Бульвар московский забирался в гору
и выводил к заброшенному скверу,
затиснутому в тесноту Таганки,
затем спускался круто вниз к реке.
— Присядем здесь, немного я устала.
— Ты знаешь, если забрести в тот угол,
то там стоит какой-то старый чертик,
какой-то мрамор, может быть, остаток
усадьбы старой. Я всегда хотел
поразузнать об этом, но все заботы,
все недосуг, а впрочем, как у всех;
а я его давным-давно приметил.
Но час настал — пойдем и разберемся.
— Пойдем и разберемся — час настал!
— Вообще, я помню что-то в этом роде
у нас в дворцовых парках Петербурга,
но как-то поантичнее, получше.
А здесь-то, видимо, была усадьба
московского дворянчика, купчишки,
и он купил дешевую подделку
в каком-нибудь Неаполе лет сто тому назад.
— Да, вот она. А что все это значит?
— Вот видишь, дама, бывшая красотка,
не первой свежести, но все же хороша.
Приятная фигурка, ножки, грудки —
все так уютно, как у Ингрид Бергман.
Она глядит таким туманным взором,
доверчивым, открытым, дружелюбным
и обещающим полулюбовь и полу…
А рядом — это символы ее.
Здесь на плече была, пожалуй, птица,
но только голову ее отколотили,
а под рукой у дамы некий ящик,
и что-то в нем нащупала она.
(Ты помнишь, ящик был и у Пандоры).
И надпись есть на цоколе замшелом,
ведь это аллегория, должно быть…
Внезапно спутница моя сказала,
не вглядываясь даже в эти буквы:
— Я, пожалуй, знаю. На нем написано
«Ля традиненто», по-итальянски —
черная измена, обдуманное тайное коварство..

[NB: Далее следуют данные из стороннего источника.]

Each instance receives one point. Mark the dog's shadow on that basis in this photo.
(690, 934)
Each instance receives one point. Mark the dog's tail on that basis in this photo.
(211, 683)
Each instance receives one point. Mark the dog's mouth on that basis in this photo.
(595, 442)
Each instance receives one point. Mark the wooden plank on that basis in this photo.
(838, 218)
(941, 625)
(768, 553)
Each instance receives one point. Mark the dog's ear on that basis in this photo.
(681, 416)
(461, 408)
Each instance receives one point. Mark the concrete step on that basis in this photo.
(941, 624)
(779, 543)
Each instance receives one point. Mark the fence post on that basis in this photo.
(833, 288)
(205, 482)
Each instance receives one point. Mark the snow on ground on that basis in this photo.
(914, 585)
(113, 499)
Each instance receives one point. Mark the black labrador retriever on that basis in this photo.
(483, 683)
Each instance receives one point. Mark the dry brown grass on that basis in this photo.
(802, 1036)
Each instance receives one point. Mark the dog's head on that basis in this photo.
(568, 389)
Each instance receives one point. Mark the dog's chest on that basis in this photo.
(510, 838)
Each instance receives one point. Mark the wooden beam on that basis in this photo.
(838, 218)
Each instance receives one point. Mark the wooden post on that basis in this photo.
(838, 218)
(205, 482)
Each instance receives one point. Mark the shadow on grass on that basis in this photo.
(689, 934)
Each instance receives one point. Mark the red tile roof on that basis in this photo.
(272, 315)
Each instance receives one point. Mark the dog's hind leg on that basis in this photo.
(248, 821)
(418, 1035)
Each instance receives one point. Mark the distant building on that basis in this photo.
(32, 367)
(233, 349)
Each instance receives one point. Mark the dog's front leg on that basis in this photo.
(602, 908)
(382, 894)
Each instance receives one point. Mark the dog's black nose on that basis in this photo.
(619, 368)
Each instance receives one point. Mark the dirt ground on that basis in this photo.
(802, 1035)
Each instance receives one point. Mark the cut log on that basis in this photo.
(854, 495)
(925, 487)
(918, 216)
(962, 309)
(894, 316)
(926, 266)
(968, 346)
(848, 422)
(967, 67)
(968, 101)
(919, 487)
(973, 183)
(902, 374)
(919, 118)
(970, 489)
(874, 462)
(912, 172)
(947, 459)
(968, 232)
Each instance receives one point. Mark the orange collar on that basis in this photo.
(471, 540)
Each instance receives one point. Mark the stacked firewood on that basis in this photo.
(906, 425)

— Ну и ну!.. Откуда же тебе известно это?
Ты здесь бывала? — Что ты, никогда.
Но нам известно. Это «Коза ностра»[6].
Туман, туман над всем московским небом,
в тумане вязнет куртка меховая
и челочка разбухшая твоя.
Туман бледнит парижскую помаду,
развеивает запахи «Мицуки»
и чем-то ленинградским отдает,
тем самым стародавним, позабытым…
— Ну что, пора? — спросил я.
— Да, пожалуй, сегодня было очень хорошо.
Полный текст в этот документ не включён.